Get-VMHost * | Test-DeployRuleSetCompliance 

VMHost               ItemList
------               --------
autoesx02.vanzant... {}
autoesx03.vanzant... {}
autoesx01.vanzant... {Non-compliant: ESXi-5.0.0-441354-standard != E...

The results above show that host autoesx01 is not compliant. To fix this:

Get-VMHost * | Test-DeployRuleSetCompliance | Repair-DeployRuleSetCompliance

And of course check the result again by running the check again.

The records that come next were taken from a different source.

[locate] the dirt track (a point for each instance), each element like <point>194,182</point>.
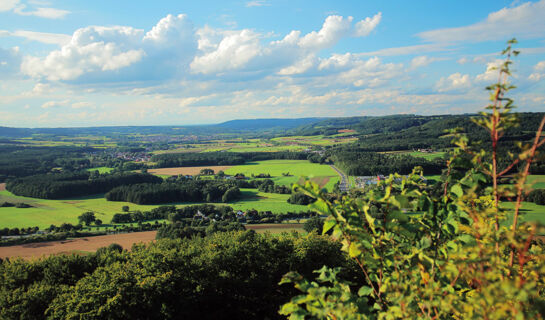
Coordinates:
<point>31,250</point>
<point>186,170</point>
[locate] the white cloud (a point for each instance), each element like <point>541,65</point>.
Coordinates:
<point>300,66</point>
<point>333,29</point>
<point>523,21</point>
<point>455,81</point>
<point>422,61</point>
<point>49,38</point>
<point>257,3</point>
<point>101,52</point>
<point>55,104</point>
<point>539,72</point>
<point>243,51</point>
<point>491,74</point>
<point>233,52</point>
<point>48,13</point>
<point>364,27</point>
<point>81,105</point>
<point>407,50</point>
<point>7,5</point>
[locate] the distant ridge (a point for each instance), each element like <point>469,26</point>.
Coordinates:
<point>261,124</point>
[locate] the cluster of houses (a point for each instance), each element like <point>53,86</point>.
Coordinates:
<point>365,181</point>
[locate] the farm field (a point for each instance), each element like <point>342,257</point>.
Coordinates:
<point>427,155</point>
<point>322,174</point>
<point>261,201</point>
<point>48,212</point>
<point>87,244</point>
<point>101,170</point>
<point>185,170</point>
<point>275,227</point>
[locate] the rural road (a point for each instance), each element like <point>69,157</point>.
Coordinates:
<point>343,186</point>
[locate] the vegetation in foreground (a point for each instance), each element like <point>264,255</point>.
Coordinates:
<point>457,259</point>
<point>223,276</point>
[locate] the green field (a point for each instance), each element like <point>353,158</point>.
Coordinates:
<point>261,201</point>
<point>48,212</point>
<point>101,170</point>
<point>296,168</point>
<point>427,155</point>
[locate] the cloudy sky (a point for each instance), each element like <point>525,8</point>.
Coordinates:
<point>89,63</point>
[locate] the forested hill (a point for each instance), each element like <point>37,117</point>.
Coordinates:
<point>393,128</point>
<point>414,125</point>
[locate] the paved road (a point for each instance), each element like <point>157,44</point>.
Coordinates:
<point>343,186</point>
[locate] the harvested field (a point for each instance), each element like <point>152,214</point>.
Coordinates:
<point>38,249</point>
<point>186,170</point>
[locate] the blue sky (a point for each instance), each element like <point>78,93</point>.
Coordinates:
<point>77,63</point>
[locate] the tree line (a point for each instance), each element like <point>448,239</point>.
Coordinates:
<point>221,158</point>
<point>182,191</point>
<point>232,275</point>
<point>357,162</point>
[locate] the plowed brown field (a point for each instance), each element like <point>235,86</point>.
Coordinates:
<point>38,249</point>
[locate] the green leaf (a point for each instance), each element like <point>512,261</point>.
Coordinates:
<point>365,291</point>
<point>328,224</point>
<point>354,250</point>
<point>457,190</point>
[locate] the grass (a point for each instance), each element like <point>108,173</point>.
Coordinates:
<point>426,155</point>
<point>101,170</point>
<point>296,169</point>
<point>48,212</point>
<point>261,201</point>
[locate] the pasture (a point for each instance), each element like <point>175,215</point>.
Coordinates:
<point>322,174</point>
<point>101,170</point>
<point>185,170</point>
<point>47,212</point>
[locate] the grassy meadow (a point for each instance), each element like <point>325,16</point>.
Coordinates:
<point>322,174</point>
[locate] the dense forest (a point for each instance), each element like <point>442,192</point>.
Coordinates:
<point>222,276</point>
<point>67,185</point>
<point>184,191</point>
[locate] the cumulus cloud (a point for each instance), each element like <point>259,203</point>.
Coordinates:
<point>256,3</point>
<point>422,61</point>
<point>97,52</point>
<point>43,37</point>
<point>539,72</point>
<point>55,104</point>
<point>523,21</point>
<point>10,59</point>
<point>364,27</point>
<point>242,50</point>
<point>7,5</point>
<point>455,81</point>
<point>491,73</point>
<point>48,13</point>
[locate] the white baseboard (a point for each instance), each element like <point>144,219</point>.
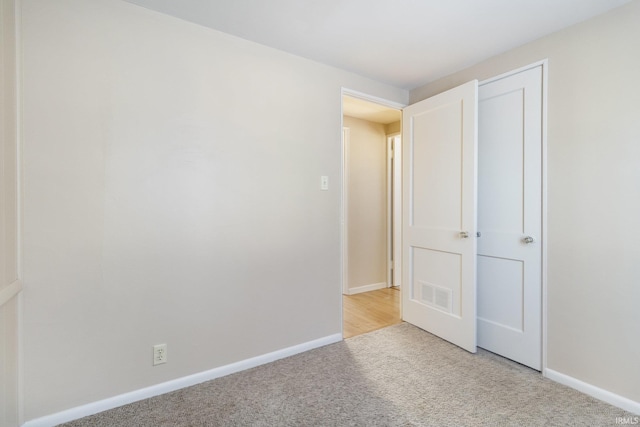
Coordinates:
<point>156,390</point>
<point>593,391</point>
<point>367,288</point>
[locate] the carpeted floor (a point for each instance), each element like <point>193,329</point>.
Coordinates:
<point>396,376</point>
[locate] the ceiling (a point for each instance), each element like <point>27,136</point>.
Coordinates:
<point>369,111</point>
<point>405,43</point>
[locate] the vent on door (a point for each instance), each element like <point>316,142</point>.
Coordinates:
<point>435,296</point>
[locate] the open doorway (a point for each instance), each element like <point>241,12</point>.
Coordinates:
<point>371,215</point>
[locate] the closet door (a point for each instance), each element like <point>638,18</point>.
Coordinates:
<point>510,217</point>
<point>439,215</point>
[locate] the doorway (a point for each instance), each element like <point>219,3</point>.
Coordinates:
<point>371,230</point>
<point>473,267</point>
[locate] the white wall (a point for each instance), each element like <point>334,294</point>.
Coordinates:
<point>9,286</point>
<point>593,194</point>
<point>366,204</point>
<point>171,195</point>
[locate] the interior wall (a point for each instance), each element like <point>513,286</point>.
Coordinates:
<point>593,205</point>
<point>366,204</point>
<point>171,195</point>
<point>8,219</point>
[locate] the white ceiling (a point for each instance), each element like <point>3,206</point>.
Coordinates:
<point>405,43</point>
<point>377,113</point>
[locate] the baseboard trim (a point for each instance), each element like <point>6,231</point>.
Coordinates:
<point>367,288</point>
<point>169,386</point>
<point>593,391</point>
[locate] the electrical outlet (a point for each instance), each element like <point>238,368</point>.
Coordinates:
<point>159,354</point>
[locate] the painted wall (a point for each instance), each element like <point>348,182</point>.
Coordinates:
<point>366,179</point>
<point>8,219</point>
<point>171,195</point>
<point>593,194</point>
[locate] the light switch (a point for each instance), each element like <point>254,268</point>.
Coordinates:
<point>324,182</point>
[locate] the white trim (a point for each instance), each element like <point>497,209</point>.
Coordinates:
<point>346,134</point>
<point>545,71</point>
<point>542,63</point>
<point>8,292</point>
<point>389,193</point>
<point>593,391</point>
<point>366,288</point>
<point>179,383</point>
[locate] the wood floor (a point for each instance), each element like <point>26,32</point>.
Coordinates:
<point>369,311</point>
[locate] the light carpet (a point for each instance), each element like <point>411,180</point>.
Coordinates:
<point>396,376</point>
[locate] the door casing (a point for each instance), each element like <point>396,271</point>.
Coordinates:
<point>544,65</point>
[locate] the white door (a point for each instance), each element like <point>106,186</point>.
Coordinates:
<point>510,217</point>
<point>439,215</point>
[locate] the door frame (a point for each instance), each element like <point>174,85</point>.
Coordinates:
<point>545,65</point>
<point>394,208</point>
<point>343,179</point>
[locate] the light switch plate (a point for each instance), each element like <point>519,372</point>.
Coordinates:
<point>324,182</point>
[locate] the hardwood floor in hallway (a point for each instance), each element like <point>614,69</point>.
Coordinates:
<point>369,311</point>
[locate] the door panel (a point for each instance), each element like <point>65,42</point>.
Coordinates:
<point>509,211</point>
<point>439,205</point>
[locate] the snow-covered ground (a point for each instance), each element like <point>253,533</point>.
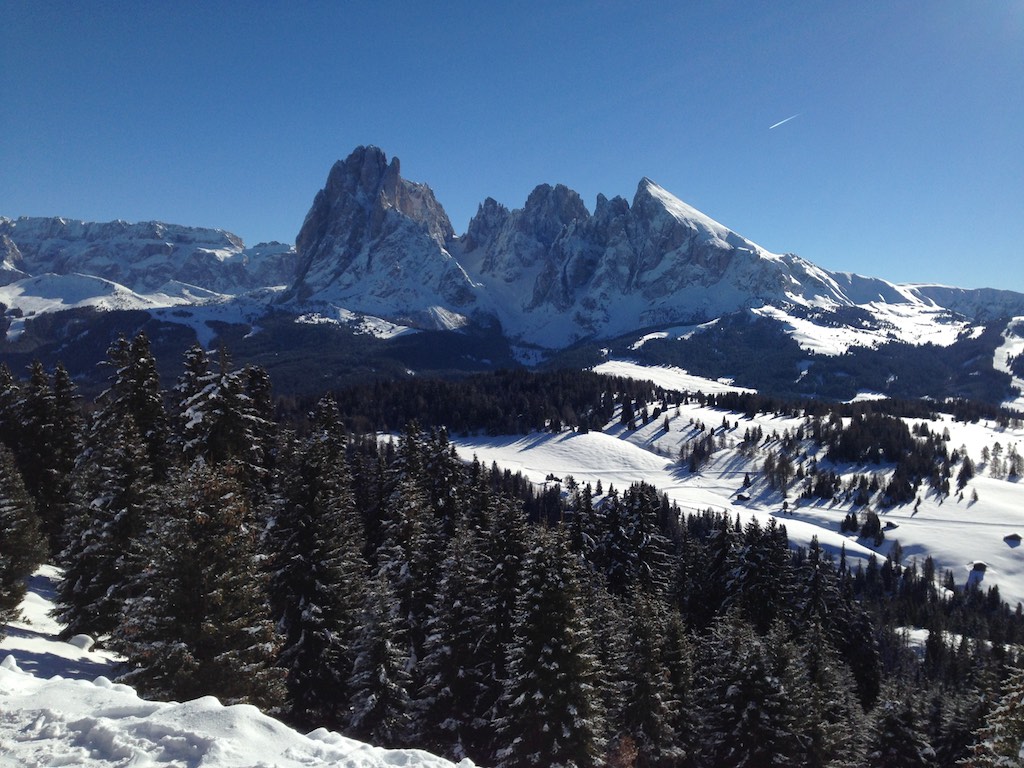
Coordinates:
<point>58,708</point>
<point>954,530</point>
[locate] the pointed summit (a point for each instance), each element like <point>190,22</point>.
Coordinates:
<point>378,244</point>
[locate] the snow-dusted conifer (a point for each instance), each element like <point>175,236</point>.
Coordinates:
<point>897,737</point>
<point>107,537</point>
<point>318,574</point>
<point>650,707</point>
<point>453,701</point>
<point>381,705</point>
<point>201,625</point>
<point>999,742</point>
<point>550,711</point>
<point>750,696</point>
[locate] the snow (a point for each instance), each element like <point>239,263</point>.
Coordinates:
<point>954,530</point>
<point>58,707</point>
<point>668,377</point>
<point>1013,346</point>
<point>910,323</point>
<point>359,324</point>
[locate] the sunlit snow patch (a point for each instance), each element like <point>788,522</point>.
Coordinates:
<point>360,324</point>
<point>668,377</point>
<point>912,324</point>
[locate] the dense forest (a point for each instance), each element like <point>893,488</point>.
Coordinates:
<point>280,553</point>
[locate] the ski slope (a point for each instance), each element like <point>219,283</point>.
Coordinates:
<point>954,530</point>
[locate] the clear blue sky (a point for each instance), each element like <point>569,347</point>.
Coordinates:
<point>905,161</point>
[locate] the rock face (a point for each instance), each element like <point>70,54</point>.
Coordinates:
<point>549,273</point>
<point>376,243</point>
<point>144,257</point>
<point>552,272</point>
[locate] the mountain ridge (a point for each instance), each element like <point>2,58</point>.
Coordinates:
<point>545,278</point>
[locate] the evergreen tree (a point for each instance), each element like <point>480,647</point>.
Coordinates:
<point>635,553</point>
<point>455,697</point>
<point>10,416</point>
<point>835,725</point>
<point>650,711</point>
<point>381,702</point>
<point>38,463</point>
<point>897,738</point>
<point>318,577</point>
<point>22,544</point>
<point>760,581</point>
<point>201,625</point>
<point>750,690</point>
<point>550,713</point>
<point>108,547</point>
<point>1000,740</point>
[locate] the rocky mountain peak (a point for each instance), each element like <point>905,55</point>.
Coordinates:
<point>379,243</point>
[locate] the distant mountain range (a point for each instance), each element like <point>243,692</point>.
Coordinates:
<point>378,284</point>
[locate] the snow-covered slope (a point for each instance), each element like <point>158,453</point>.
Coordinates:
<point>553,273</point>
<point>145,256</point>
<point>548,274</point>
<point>956,531</point>
<point>58,707</point>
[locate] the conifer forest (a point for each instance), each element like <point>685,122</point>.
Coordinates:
<point>280,552</point>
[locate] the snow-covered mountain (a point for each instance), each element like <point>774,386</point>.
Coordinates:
<point>554,273</point>
<point>376,250</point>
<point>143,257</point>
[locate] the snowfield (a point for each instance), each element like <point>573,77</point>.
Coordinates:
<point>954,530</point>
<point>58,707</point>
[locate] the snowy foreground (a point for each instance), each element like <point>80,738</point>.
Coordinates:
<point>58,707</point>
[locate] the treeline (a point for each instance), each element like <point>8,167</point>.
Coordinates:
<point>400,595</point>
<point>507,401</point>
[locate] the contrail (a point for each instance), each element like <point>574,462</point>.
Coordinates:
<point>782,122</point>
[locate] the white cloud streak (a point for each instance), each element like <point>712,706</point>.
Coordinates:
<point>783,122</point>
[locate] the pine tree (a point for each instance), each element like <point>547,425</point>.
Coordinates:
<point>1000,740</point>
<point>318,577</point>
<point>452,705</point>
<point>760,580</point>
<point>750,690</point>
<point>10,417</point>
<point>635,554</point>
<point>834,723</point>
<point>108,547</point>
<point>38,463</point>
<point>22,544</point>
<point>650,708</point>
<point>897,737</point>
<point>550,713</point>
<point>381,704</point>
<point>201,625</point>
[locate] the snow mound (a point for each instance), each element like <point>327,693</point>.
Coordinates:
<point>99,723</point>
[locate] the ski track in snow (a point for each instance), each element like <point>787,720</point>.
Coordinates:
<point>954,532</point>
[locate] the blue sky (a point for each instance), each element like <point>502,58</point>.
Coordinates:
<point>905,161</point>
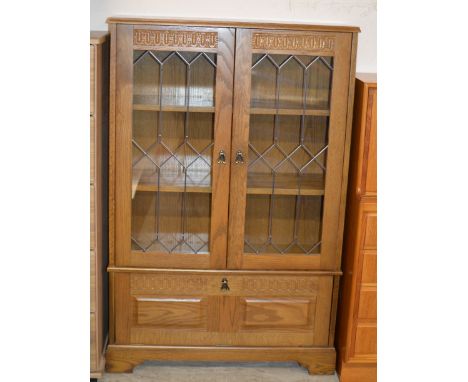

If things look OK now, it is time to reboot the ESXi host to test the new image.

My series on VMware vSphere 5 Auto Deploy:
vSphere 5 – How to run ESXi stateless with vSphere Auto Deploy
vSphere 5 Auto Deploy PXE booting through Cisco ASA firewall
Updating your ESXi host using VMware vSphere 5 Auto deploy

3 thoughts on “Updating your ESXi host using VMware vSphere 5 Auto deploy

  1. Hi Gabrie

    event quite old, excellent post!
    Question:
    what about update manager? does it still make sense?
    I mean: I have standard installation (hard disk based) and I use update manager to install patches on my hosts; now I would like to switch to autodeploy (pxe,tftp etc…) but after reading your article I’m asking to myself if I could dismiss update manager.
    Coud you please give me a clarification?

    thanks
    marco

  2. You can do without auto deploy if you would only use auto deploy for ESXi updates. There are still some updates that you can apply on a running host (without rebooting), some security patches for example.

    Often Update Manager is also used for automated VM hardware level and VMware Tools updates. In our datacenter we don’t use it for data and therefore have no more need for update manager.